We are entering a dangerous phase of the war. Ukraine has pushed the invaders away from Kyiv but the operations in the eastern part of the country are turning into a meatgrinder. Russian losses have been extremely high, but President Zelensky recently said that Ukraine is losing 60 to 100 soldiers per day. (By way of comparison, the US, a much larger country, averaged 220 service deaths per day in World War II, but only about 50 per day at the height of Vietnam.) That is unsustainable for long.

As the war bogs down, it is also disappearing from the front pages amid mass shootings, elections, and the Outrage Du Jour. The world may not remember why the sanctions are being imposed, but Ukrainians are still fighting and dying against the invaders. They have little choice in the matter.

The war would look very different without world aid to Ukraine. Weapons and relief supplies have enabled the country to hang on and actually beat back the invaders in places. Without NATO’s help, the war might well have ended according to Putin’s original plan.

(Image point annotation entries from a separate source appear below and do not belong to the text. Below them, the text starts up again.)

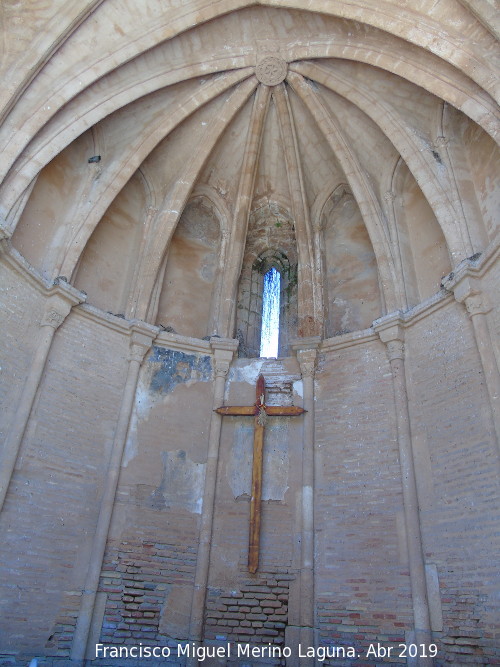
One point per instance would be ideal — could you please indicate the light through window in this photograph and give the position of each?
(270, 314)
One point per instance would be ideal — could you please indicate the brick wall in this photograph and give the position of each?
(362, 578)
(458, 481)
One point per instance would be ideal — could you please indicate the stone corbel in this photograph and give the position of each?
(467, 290)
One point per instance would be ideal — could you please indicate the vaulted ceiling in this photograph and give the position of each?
(118, 116)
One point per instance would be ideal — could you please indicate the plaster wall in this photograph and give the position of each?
(51, 508)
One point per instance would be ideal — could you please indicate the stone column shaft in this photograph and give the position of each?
(57, 308)
(306, 356)
(467, 289)
(223, 354)
(140, 344)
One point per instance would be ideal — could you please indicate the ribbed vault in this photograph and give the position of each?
(231, 107)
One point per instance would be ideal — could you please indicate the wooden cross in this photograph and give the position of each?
(260, 411)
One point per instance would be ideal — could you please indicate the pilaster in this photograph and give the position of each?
(302, 603)
(223, 350)
(60, 300)
(391, 333)
(467, 289)
(141, 339)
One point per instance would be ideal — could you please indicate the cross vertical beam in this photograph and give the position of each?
(260, 411)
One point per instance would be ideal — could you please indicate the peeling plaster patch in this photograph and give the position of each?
(176, 368)
(249, 372)
(181, 485)
(276, 460)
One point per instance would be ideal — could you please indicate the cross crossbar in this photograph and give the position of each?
(259, 410)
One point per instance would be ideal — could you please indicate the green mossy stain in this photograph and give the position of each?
(176, 367)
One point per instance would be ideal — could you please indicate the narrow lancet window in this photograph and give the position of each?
(270, 314)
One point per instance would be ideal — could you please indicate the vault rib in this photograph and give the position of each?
(415, 153)
(111, 183)
(238, 231)
(310, 302)
(173, 204)
(360, 187)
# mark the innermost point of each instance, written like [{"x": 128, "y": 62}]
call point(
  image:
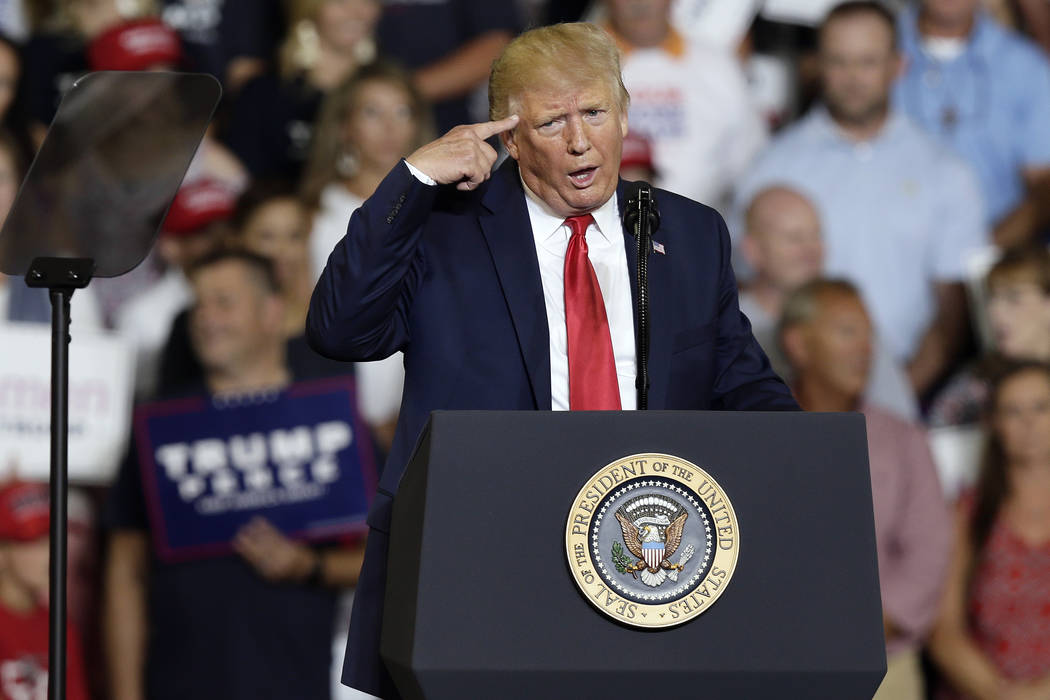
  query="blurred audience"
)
[
  {"x": 257, "y": 623},
  {"x": 195, "y": 223},
  {"x": 827, "y": 336},
  {"x": 1035, "y": 17},
  {"x": 899, "y": 211},
  {"x": 230, "y": 39},
  {"x": 783, "y": 246},
  {"x": 636, "y": 158},
  {"x": 930, "y": 139},
  {"x": 448, "y": 45},
  {"x": 1019, "y": 315},
  {"x": 23, "y": 598},
  {"x": 19, "y": 302},
  {"x": 271, "y": 125},
  {"x": 13, "y": 113},
  {"x": 366, "y": 125},
  {"x": 688, "y": 99},
  {"x": 992, "y": 634},
  {"x": 56, "y": 54},
  {"x": 984, "y": 91}
]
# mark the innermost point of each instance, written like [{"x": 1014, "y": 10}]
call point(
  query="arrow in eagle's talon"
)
[{"x": 687, "y": 554}]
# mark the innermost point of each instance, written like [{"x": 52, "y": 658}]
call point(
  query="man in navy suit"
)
[{"x": 475, "y": 276}]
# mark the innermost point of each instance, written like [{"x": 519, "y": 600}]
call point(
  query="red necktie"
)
[{"x": 592, "y": 369}]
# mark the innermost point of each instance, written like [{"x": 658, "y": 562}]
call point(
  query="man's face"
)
[
  {"x": 783, "y": 242},
  {"x": 858, "y": 63},
  {"x": 568, "y": 145},
  {"x": 233, "y": 319},
  {"x": 950, "y": 12},
  {"x": 836, "y": 345},
  {"x": 641, "y": 22},
  {"x": 1019, "y": 313}
]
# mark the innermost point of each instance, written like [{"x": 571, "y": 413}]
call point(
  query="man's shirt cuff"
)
[{"x": 420, "y": 175}]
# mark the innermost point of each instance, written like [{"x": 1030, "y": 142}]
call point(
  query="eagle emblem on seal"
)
[{"x": 652, "y": 528}]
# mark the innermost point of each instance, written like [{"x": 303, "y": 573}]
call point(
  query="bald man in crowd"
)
[
  {"x": 827, "y": 337},
  {"x": 783, "y": 246},
  {"x": 513, "y": 290}
]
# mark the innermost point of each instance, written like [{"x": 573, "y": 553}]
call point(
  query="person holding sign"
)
[
  {"x": 474, "y": 276},
  {"x": 186, "y": 613}
]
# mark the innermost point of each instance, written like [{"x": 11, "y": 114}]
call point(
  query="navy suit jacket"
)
[{"x": 453, "y": 279}]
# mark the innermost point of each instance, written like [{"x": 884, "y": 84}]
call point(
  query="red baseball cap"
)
[
  {"x": 134, "y": 45},
  {"x": 637, "y": 153},
  {"x": 23, "y": 511},
  {"x": 198, "y": 204}
]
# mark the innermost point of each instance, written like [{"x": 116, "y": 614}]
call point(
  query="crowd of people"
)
[{"x": 886, "y": 189}]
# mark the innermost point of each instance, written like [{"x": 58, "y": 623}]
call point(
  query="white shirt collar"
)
[{"x": 546, "y": 224}]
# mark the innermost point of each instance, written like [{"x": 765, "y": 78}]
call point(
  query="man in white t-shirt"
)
[{"x": 688, "y": 99}]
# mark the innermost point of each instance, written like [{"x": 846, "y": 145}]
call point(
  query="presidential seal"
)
[{"x": 652, "y": 541}]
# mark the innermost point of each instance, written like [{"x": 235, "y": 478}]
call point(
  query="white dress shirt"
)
[
  {"x": 605, "y": 249},
  {"x": 608, "y": 256}
]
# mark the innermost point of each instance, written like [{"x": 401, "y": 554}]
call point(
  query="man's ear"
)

At this point, Ukraine’s best hope is that Russia’s economy and will to fight peter out before Ukraine’s own ability to resist crumbles. Getting to that point is going to mean continued pain for many other countries around the world. Famines and economic upheaval may even spark unrest elsewhere, but the cost of keeping the pressure applied to Putin will probably be less than the cost of removing sanctions in the long term.

That doesn’t mean that opposition parties like the Republicans won’t make gains by capitalizing upon voter concerns and laying every problem at President Biden’s feet with an #OldManBad message. And Republican control of Congress might well be what Vladimir Putin needs to break the sanctions on Russia and continue his war of aggression.